However, OIS is a probabilistic barrier, not an absolute one:
- OIS efficacy depends on the intact two-arm machinery (p53 + p16/Rb); inactivation of either arm tilts the cell toward escape.
- The longer cells remain in the OIS state, the greater the accumulated mutagenic pressure — prolonged SASP (via ROS, secreted cytokines) increases the probability of secondary mutations that inactivate p53 or delete CDKN2A.
- SASP can promote paracrine senescence in neighboring cells (see cellular-senescence § SASP), amplifying tissue-level inflammation and creating a microenvironment permissive for eventual escape.
The Gu et al. 2025 (Nature) study of MASH-to-hepatocellular carcinoma (HCC) progression illustrates the OIS-to-cancer trajectory 11:
- p53 target gene FBP1 (fructose-1,6-bisphosphatase 1) is elevated in senescent MASH hepatocytes, reinforcing their arrest; FBP1 normally recruits protein phosphatase 2A catalytic subunit (PP2AC) to AKT, suppressing AKT activity.
- In emerging HCC, FBP1 is suppressed via two mechanisms: (1) DNMT1-mediated promoter hypermethylation (in 62.8% of human HCCs) and (2) ERK-mediated phosphorylation at Ser271 triggering TRIM28 ubiquitin-ligase-dependent proteasomal degradation.
- The mechanistic axis is: NRF2 activation → ERK induction → FBP1 phosphorylation/degradation → AKT disinhibition → MDM2 Ser166 phosphorylation by AKT → p53 proteasomal degradation, removing both arms of senescence arrest in HCC progenitor cells.
- IHC analysis in 83 human HCCs showed FBP1 downregulation in 71%, strongly correlating with AKT activation, p53 downregulation, and poor survival.
- This demonstrates that the hepatocyte OIS barrier is subject to a definable metabolic/signaling override (the NRF2-FBP1-AKT-p53 switch), operative in both mice and humans, not merely stochastic mutation accumulation.
needs-replication — the NRF2-FBP1-AKT-p53 axis as a general OIS-escape mechanism in non-liver tissues has not been established; Gu 2025 is liver/MASH-specific.
Senolytic safety: the sublethal-exposure concern
Senolytic therapy aims to eliminate senescent cells by exploiting their pro-survival pathways (SCAPs — Senescent-Cell Anti-Apoptotic Pathways). A mechanistic concern — though direct experimental evidence in the specific context of senolytics is thin — is that sublethal senolytic exposure could perturb the anti-apoptotic/arrest balance without achieving complete cell killing, potentially permitting escape rather than clearance:
Theoretical concern: If a senolytic dose is sufficient to partially destabilize SCAP-mediated survival without triggering caspase-mediated apoptotic commitment, the altered cell might re-enter the cycle in a genomically unstable state rather than dying.
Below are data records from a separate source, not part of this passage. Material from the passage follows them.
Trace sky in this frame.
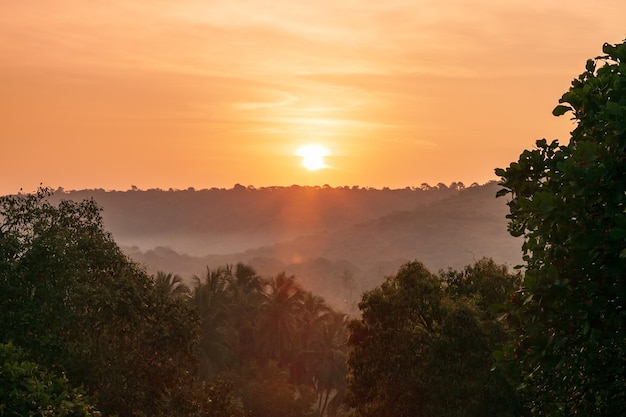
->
[0,0,626,194]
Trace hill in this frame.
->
[48,183,521,309]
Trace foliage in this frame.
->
[242,361,322,417]
[0,189,197,416]
[347,260,519,417]
[0,343,100,417]
[496,39,626,416]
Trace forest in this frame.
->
[0,42,626,417]
[51,182,522,313]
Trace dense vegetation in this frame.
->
[0,186,515,417]
[497,39,626,416]
[0,39,626,417]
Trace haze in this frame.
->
[0,0,626,194]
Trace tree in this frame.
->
[153,271,191,298]
[496,39,626,416]
[191,267,237,379]
[256,272,303,365]
[0,343,100,417]
[0,189,197,417]
[347,260,520,417]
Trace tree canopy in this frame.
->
[0,189,198,416]
[347,259,519,417]
[496,38,626,416]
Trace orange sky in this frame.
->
[0,0,626,194]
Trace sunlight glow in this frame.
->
[296,145,330,171]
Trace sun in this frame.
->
[296,145,330,171]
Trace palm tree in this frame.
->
[291,291,332,386]
[256,272,302,364]
[191,267,236,378]
[152,271,191,298]
[311,312,348,417]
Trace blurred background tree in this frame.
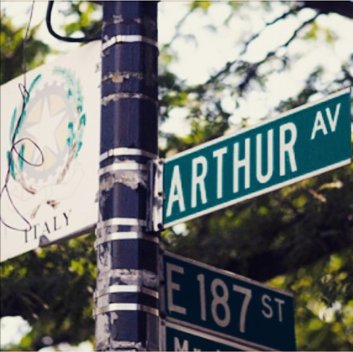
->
[0,1,353,350]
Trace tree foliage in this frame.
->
[1,1,353,350]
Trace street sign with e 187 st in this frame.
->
[162,89,351,227]
[162,253,296,351]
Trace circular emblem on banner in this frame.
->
[10,67,86,198]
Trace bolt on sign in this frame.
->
[161,252,296,351]
[0,42,100,261]
[163,89,351,227]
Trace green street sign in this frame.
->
[161,253,296,351]
[161,322,251,352]
[162,89,352,227]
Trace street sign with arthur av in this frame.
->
[162,89,351,227]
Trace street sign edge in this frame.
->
[165,317,279,351]
[165,87,352,163]
[162,318,267,351]
[163,251,293,298]
[163,157,352,229]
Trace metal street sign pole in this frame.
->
[94,1,159,350]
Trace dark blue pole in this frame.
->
[95,1,159,351]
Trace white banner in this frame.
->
[0,42,101,261]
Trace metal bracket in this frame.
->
[147,159,164,232]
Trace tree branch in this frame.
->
[303,1,353,19]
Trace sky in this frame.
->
[1,0,353,351]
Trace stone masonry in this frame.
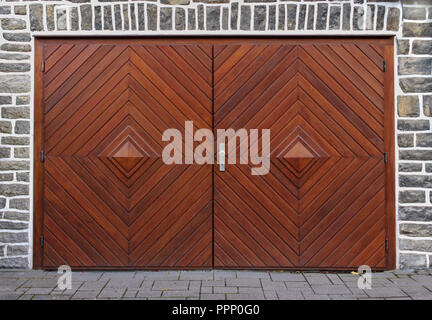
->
[0,0,432,268]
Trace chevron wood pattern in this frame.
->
[34,38,395,269]
[214,43,386,268]
[43,41,212,268]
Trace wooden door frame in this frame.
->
[32,35,396,270]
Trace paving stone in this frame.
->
[202,280,225,287]
[98,288,126,298]
[162,290,199,297]
[72,291,99,299]
[226,279,261,288]
[26,288,53,294]
[189,280,201,291]
[365,287,407,298]
[0,292,22,300]
[227,293,265,300]
[312,285,350,294]
[329,294,357,300]
[200,287,213,293]
[22,279,57,289]
[180,271,213,280]
[135,271,180,280]
[305,273,331,285]
[270,272,306,281]
[213,287,239,293]
[79,279,109,292]
[304,294,330,300]
[237,271,270,279]
[213,270,237,280]
[105,278,144,289]
[277,290,304,300]
[201,293,226,300]
[327,274,343,284]
[261,279,286,290]
[123,288,138,299]
[136,289,162,298]
[264,290,278,300]
[153,280,189,290]
[101,271,135,279]
[285,281,310,289]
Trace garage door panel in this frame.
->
[214,41,387,268]
[307,198,385,265]
[300,164,384,250]
[300,51,384,155]
[130,167,210,249]
[45,67,128,155]
[44,47,129,119]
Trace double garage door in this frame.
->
[34,38,395,269]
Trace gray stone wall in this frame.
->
[0,0,432,268]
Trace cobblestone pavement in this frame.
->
[0,270,432,300]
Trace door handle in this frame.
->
[218,143,225,171]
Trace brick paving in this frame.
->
[0,269,432,300]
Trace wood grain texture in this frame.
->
[33,37,396,270]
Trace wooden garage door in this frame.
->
[34,38,395,269]
[34,40,212,268]
[214,41,393,269]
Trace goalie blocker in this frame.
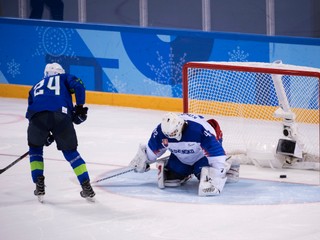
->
[276,139,302,159]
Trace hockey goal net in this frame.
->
[183,61,320,170]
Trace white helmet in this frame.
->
[161,113,185,141]
[44,63,65,77]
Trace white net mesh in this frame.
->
[184,62,320,170]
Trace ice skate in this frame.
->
[80,180,96,201]
[34,176,45,203]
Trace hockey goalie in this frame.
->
[129,113,240,196]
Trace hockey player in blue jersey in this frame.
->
[129,113,240,196]
[26,63,95,201]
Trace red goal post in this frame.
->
[182,62,320,169]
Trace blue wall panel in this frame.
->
[0,18,320,101]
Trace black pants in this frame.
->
[28,111,78,150]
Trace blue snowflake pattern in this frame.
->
[228,46,249,62]
[7,59,20,78]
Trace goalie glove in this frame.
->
[129,144,150,173]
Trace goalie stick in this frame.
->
[0,151,29,174]
[92,167,134,183]
[92,156,168,183]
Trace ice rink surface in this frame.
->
[0,98,320,240]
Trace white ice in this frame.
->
[0,98,320,240]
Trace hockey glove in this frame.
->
[72,105,88,125]
[44,133,54,147]
[129,144,150,173]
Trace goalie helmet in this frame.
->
[161,113,185,141]
[44,63,65,77]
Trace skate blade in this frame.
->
[85,197,96,203]
[38,195,43,203]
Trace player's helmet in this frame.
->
[44,63,65,77]
[161,113,185,141]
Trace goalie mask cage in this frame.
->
[183,62,320,170]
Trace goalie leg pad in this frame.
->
[226,156,240,183]
[129,144,150,173]
[198,167,227,196]
[157,160,167,189]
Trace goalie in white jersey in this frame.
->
[130,113,240,196]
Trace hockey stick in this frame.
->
[92,168,134,183]
[0,151,29,174]
[92,156,169,183]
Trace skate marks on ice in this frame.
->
[94,169,320,205]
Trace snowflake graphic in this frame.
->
[107,76,128,93]
[7,59,20,78]
[34,27,76,58]
[228,46,249,62]
[147,48,187,85]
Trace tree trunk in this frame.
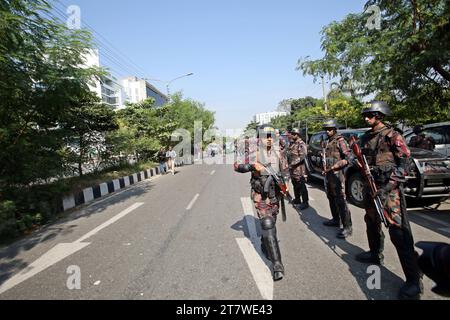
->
[78,135,84,177]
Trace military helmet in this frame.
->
[361,100,392,117]
[322,119,339,129]
[413,125,423,134]
[256,124,276,138]
[290,128,300,136]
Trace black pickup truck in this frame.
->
[306,129,450,208]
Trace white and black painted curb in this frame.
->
[59,161,191,212]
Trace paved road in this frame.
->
[0,165,450,300]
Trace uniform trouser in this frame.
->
[364,189,421,282]
[292,177,309,203]
[252,190,284,271]
[326,172,352,228]
[166,159,175,174]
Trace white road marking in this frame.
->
[0,202,143,294]
[186,193,200,211]
[236,238,273,300]
[236,198,273,300]
[438,228,450,234]
[0,242,90,294]
[75,202,144,242]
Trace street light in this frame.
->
[166,72,194,102]
[143,72,194,102]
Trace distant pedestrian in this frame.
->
[158,147,167,175]
[166,147,177,175]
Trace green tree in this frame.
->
[291,96,319,114]
[245,121,259,132]
[59,92,119,176]
[0,0,102,189]
[298,0,450,124]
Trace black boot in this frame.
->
[337,227,353,239]
[398,279,423,300]
[298,202,309,210]
[323,219,340,227]
[356,251,384,266]
[356,211,384,266]
[292,180,302,205]
[261,237,269,259]
[261,216,284,281]
[389,222,423,300]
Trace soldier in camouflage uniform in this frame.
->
[356,101,423,299]
[288,129,309,210]
[322,120,353,239]
[234,125,288,281]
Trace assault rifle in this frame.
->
[350,136,399,228]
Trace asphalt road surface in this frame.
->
[0,164,450,300]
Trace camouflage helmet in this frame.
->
[256,124,276,138]
[361,100,392,117]
[290,128,300,136]
[322,119,339,129]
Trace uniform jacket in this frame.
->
[325,134,350,171]
[359,126,411,185]
[288,139,308,180]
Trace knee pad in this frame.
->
[261,216,275,230]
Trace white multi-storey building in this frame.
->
[122,77,167,107]
[85,49,124,109]
[253,111,288,125]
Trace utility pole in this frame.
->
[322,75,328,112]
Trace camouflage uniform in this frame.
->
[288,138,309,203]
[246,147,287,219]
[360,126,420,292]
[325,134,352,228]
[234,137,287,280]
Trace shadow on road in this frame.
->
[0,182,154,285]
[231,216,272,270]
[297,208,403,300]
[408,208,450,241]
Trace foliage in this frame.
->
[298,0,450,124]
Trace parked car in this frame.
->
[306,129,450,208]
[404,121,450,157]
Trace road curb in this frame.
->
[58,161,191,213]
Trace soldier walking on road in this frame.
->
[356,101,423,299]
[322,120,353,239]
[234,125,287,281]
[288,129,309,210]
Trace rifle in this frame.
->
[350,136,399,228]
[322,141,327,193]
[263,164,293,221]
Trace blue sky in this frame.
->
[56,0,365,130]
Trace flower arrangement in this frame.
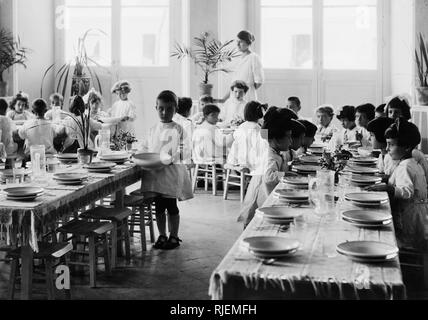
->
[112,130,138,151]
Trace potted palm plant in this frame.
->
[415,33,428,106]
[40,29,108,97]
[0,29,29,97]
[171,32,239,95]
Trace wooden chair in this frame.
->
[192,162,225,196]
[79,206,132,268]
[7,242,73,300]
[57,219,114,288]
[223,164,251,202]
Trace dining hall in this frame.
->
[0,0,428,304]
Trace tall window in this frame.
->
[65,0,170,67]
[260,0,378,70]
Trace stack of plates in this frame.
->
[346,166,379,175]
[243,237,300,259]
[273,189,309,203]
[100,151,129,164]
[282,177,309,189]
[293,166,321,175]
[85,161,116,173]
[345,192,389,207]
[349,157,377,167]
[351,175,382,187]
[4,187,43,201]
[57,153,78,163]
[257,207,302,225]
[53,173,88,185]
[342,210,392,228]
[300,156,321,165]
[337,241,398,263]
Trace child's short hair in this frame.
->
[367,117,394,143]
[355,103,376,121]
[386,97,412,120]
[156,90,178,108]
[32,99,48,116]
[244,101,266,122]
[0,99,9,116]
[49,92,64,105]
[10,91,29,110]
[202,104,220,118]
[111,80,131,93]
[199,94,214,103]
[385,117,421,149]
[375,103,386,113]
[291,119,306,138]
[69,96,85,116]
[177,97,193,117]
[316,105,334,118]
[337,106,355,121]
[287,97,301,108]
[297,119,318,138]
[262,107,292,140]
[230,80,250,93]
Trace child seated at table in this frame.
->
[227,101,265,172]
[220,80,249,126]
[367,118,428,251]
[141,91,193,250]
[297,119,318,156]
[192,104,233,164]
[238,107,292,228]
[18,99,56,160]
[6,91,34,121]
[190,94,214,125]
[286,97,302,116]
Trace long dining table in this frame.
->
[0,164,142,300]
[209,183,406,300]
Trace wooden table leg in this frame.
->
[21,244,33,300]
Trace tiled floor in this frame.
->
[0,188,428,300]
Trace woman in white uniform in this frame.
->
[218,31,264,103]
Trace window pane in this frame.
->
[65,0,111,65]
[261,0,313,69]
[324,0,378,70]
[121,0,169,66]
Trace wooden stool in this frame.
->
[80,206,132,268]
[57,219,114,288]
[223,165,251,202]
[7,242,73,300]
[192,162,224,196]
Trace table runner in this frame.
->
[209,184,406,300]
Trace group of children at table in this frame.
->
[0,81,136,163]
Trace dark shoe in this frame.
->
[162,236,182,250]
[153,236,168,249]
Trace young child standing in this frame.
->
[368,118,428,250]
[141,91,193,250]
[109,80,137,134]
[238,107,292,228]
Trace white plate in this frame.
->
[345,192,389,203]
[274,189,309,201]
[337,241,398,259]
[342,210,392,224]
[243,237,300,254]
[256,207,302,221]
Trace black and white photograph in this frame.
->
[0,0,428,308]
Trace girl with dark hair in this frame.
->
[6,91,34,121]
[141,91,193,250]
[227,101,265,172]
[368,118,428,250]
[218,30,264,103]
[238,107,292,228]
[18,99,57,157]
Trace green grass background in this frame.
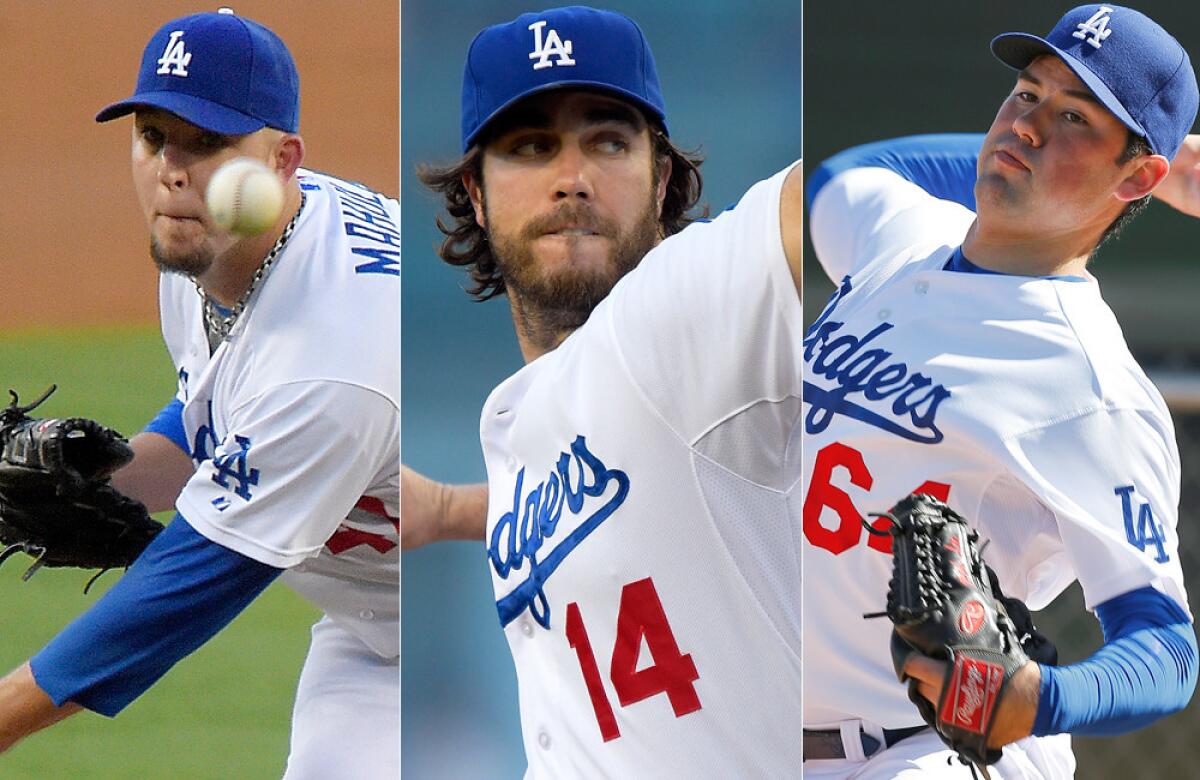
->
[0,326,319,780]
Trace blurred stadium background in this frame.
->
[804,0,1200,779]
[401,0,800,780]
[0,0,400,780]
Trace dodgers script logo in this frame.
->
[487,436,629,629]
[528,19,575,71]
[804,276,950,444]
[155,30,192,76]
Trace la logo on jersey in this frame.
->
[212,436,258,501]
[155,30,192,76]
[1112,485,1171,563]
[529,19,575,71]
[1072,6,1112,48]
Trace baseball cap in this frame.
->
[991,5,1200,160]
[462,6,666,152]
[96,8,300,136]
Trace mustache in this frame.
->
[521,203,618,240]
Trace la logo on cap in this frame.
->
[1072,6,1112,48]
[529,19,575,71]
[155,30,192,76]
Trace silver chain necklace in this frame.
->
[199,192,307,355]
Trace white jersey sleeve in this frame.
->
[176,382,400,569]
[605,160,803,482]
[1006,409,1188,611]
[809,168,974,282]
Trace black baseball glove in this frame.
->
[0,386,162,592]
[864,493,1057,776]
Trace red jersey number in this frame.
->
[566,577,701,742]
[803,442,950,556]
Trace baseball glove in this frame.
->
[0,386,162,593]
[864,493,1057,778]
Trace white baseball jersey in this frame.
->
[160,172,400,658]
[480,165,802,779]
[803,168,1187,728]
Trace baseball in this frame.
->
[204,157,283,236]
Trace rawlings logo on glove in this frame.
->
[863,493,1057,778]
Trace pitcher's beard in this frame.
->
[150,235,212,277]
[488,196,660,344]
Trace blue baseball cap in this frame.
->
[991,5,1200,160]
[462,6,667,152]
[96,8,300,136]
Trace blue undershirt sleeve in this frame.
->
[30,515,283,716]
[805,133,983,211]
[1033,587,1196,737]
[143,398,192,457]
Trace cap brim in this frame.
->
[991,32,1157,142]
[96,91,266,136]
[462,80,671,154]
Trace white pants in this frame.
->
[804,731,1075,780]
[283,617,400,780]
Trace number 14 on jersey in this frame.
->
[566,577,701,742]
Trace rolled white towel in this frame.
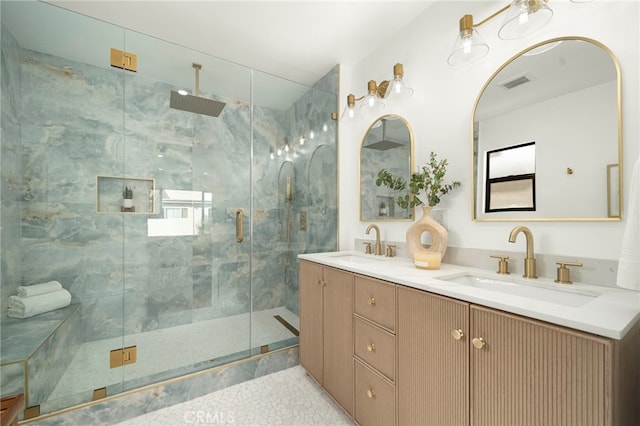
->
[17,281,62,297]
[8,289,71,318]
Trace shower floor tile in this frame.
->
[48,307,299,401]
[116,366,355,426]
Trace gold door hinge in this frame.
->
[23,405,40,420]
[93,388,107,401]
[111,47,138,72]
[109,346,138,368]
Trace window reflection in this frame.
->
[147,189,213,237]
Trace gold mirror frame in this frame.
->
[471,37,623,222]
[358,114,415,222]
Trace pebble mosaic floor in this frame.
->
[116,366,355,426]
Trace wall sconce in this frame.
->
[341,64,413,119]
[447,0,553,66]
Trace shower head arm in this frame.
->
[192,62,202,96]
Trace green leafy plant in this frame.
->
[122,186,133,200]
[376,151,460,209]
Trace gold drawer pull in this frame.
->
[471,337,487,349]
[451,329,464,340]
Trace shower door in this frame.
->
[123,31,251,390]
This is analogous to the TIS-escape scenario but provoked by the senolytic agent rather than chemotherapy.
What is known:
- The p53/p21 arm of senescence arrest is analytically separable from the SASP and from BCL-family-mediated survival (see cellular-senescence § Core molecular machinery). A senolytic targeting BCL-xL (navitoclax, A-1331852) acts on the SCAP survival arm and does not directly re-engage or suppress the arrest checkpoint. In principle, if survival support is partially removed but arrest is also partially destabilized, the net outcome is uncertain.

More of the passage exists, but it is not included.